C’est un père avec son fils ;
Il entoure l’enfant de son bras,
Il le tient bien, il le serre chaudement contre lui.
« Mon fils, pourquoi caches-tu avec tant d’effroi ton visage ? »
« Ne voyez-vous pas, Père, le Roi des Aulnes ?
Le Roi des Aulnes avec sa traîne et sa couronne ? »
« Mon fils, ce sont des nappes de brouillard. »
« Mon cher enfant, viens, rejoins moi !
Je jouerai avec toi à de très beaux jeux;
Il y a beaucoup de fleurs de toutes les couleurs sur la berge,
Et ma mère a plusieurs habits chamarrés. »
« Mon Père, mon Père, n’entendez-vous pas
Ce que le Roi des Aulnes m’a promis en chuchotant ? »
« Reste calme, mon enfant, reste calme;
C’est le vent qui murmure dans les feuilles mortes. »
« Veux-tu, gentil garçon, venir avec moi ?
Mes filles s’occuperont bien de toi ;
Elles mèneront la ronde de nuit,
Elles te berceront de leurs chants et de leur danses. »

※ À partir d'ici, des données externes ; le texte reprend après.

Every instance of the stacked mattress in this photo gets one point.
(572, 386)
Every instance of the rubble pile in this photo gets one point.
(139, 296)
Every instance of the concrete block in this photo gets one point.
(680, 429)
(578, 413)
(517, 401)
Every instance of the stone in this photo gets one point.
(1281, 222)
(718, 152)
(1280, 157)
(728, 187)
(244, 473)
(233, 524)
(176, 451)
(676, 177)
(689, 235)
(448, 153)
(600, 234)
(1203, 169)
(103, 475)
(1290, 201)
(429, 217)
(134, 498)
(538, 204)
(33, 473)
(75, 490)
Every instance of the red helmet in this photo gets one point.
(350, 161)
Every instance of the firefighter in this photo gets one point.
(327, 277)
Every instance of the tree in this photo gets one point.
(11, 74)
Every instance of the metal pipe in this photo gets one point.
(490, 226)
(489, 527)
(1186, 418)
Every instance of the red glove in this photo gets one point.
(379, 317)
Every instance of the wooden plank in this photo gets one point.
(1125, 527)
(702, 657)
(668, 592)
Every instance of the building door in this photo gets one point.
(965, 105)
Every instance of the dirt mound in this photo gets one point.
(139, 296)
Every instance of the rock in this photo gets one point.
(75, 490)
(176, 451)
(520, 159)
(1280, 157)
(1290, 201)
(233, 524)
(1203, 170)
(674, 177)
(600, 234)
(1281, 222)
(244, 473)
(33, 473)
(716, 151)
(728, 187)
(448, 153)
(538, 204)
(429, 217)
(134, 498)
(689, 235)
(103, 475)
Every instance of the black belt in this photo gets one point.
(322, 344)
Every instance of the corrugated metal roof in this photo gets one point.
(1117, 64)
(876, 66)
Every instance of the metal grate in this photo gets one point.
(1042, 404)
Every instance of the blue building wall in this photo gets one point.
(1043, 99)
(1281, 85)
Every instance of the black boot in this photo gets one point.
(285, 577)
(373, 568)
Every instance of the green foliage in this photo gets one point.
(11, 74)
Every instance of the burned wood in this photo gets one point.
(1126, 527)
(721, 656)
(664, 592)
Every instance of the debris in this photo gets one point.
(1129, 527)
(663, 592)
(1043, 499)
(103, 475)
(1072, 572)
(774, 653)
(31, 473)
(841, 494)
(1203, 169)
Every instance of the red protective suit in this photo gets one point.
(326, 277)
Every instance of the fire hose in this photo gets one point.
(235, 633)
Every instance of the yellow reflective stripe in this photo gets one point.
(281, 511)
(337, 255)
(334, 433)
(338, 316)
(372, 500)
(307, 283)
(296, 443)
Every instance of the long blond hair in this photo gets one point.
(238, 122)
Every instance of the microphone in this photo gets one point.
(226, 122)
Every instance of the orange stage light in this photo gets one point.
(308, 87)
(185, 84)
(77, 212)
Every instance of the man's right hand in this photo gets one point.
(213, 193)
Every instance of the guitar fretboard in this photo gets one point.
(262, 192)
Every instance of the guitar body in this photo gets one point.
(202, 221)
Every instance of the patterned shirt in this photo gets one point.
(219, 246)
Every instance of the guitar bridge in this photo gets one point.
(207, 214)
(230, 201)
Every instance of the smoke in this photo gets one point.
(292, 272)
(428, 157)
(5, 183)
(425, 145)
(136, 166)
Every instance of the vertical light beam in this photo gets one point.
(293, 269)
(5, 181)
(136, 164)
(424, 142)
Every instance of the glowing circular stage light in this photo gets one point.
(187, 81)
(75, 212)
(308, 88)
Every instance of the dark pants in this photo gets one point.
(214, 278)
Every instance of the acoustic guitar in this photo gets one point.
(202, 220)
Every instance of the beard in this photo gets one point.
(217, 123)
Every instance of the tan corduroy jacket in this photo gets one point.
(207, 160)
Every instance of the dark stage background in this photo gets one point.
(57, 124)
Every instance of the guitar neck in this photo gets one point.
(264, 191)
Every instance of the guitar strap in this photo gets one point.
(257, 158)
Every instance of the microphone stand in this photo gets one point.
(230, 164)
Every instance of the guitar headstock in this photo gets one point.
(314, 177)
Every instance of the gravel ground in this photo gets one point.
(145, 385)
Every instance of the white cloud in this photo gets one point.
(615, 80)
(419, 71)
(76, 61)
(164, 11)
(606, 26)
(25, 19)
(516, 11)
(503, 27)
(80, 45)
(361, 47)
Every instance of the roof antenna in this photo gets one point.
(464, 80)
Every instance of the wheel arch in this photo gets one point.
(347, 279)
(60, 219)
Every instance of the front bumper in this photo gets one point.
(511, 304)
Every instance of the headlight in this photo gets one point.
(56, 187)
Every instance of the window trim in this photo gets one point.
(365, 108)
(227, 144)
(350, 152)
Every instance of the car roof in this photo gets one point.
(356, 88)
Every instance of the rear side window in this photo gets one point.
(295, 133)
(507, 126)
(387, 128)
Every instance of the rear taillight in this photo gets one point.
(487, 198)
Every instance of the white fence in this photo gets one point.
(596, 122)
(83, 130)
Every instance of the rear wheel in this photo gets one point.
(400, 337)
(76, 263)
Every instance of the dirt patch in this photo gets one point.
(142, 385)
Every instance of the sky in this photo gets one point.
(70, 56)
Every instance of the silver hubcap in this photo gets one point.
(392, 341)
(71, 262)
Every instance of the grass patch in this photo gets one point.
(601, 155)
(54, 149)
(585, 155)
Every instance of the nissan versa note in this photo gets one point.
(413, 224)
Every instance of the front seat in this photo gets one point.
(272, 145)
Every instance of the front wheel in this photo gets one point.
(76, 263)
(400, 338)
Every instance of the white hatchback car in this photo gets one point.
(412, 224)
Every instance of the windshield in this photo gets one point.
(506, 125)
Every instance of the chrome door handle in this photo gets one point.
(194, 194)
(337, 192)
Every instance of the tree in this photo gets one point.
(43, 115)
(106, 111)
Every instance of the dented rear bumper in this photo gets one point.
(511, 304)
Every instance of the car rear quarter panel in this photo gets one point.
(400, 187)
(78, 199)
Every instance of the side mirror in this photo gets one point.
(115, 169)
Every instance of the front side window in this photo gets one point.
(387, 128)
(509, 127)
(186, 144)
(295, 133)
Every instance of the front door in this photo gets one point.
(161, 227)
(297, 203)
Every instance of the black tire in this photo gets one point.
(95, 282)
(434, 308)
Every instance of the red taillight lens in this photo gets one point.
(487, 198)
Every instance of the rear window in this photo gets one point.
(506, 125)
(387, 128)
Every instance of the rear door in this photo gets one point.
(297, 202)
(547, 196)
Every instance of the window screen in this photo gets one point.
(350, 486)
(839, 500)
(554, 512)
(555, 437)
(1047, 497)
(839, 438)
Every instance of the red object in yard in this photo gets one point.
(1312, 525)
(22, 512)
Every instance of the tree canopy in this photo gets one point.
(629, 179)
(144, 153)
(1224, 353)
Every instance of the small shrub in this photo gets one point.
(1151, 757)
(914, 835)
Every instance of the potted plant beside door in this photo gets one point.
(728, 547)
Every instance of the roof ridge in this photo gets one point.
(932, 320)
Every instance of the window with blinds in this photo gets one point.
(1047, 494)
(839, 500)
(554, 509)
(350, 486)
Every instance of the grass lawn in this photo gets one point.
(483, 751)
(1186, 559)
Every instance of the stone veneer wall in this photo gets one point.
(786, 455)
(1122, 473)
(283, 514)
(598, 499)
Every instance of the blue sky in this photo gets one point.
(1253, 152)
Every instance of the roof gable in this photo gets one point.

« Mon Père, mon Père, ne voyez-vous donc pas
Les filles du Roi des Aulnes dans ce recoin sombre ? »
« Mon fils, je vois ce que c’est :
Ce sont ces vieux saules gris qui brillent. »
« Je t’aime, ta jolie figure me plaît ;
Et si tu ne veux pas, j’userai de la force. »
« Mon Père, mon Père, voilà qu’il me saisit !
Le Roi des Aulnes m’a fait mal ! »
Le père frémit, et redouble sa cavalcade,
Il serre dans ses bras l’enfant qui gémit,
Poussé par l’angoisse, il parvient avec peine à sortir du bois,
Étreignant dans ses bras l’enfant mort.

Dans le conte originel danois, c’est la fille du Roi des Aulnes qui cherche à s’emparer de l’enfant.
On peut rapprocher cette légende de l’épisode de l’Odyssée d’Homère, au cours duquel les sirènes cherchent à charmer et à entraîner vers la mort les marins du navire qu’emprunte Ulysse. Selon l’interprétation naturaliste proposée au XIXe s., les sirènes personnifiaient la surface brillante, mais trompeuse et dangereuse, des flots.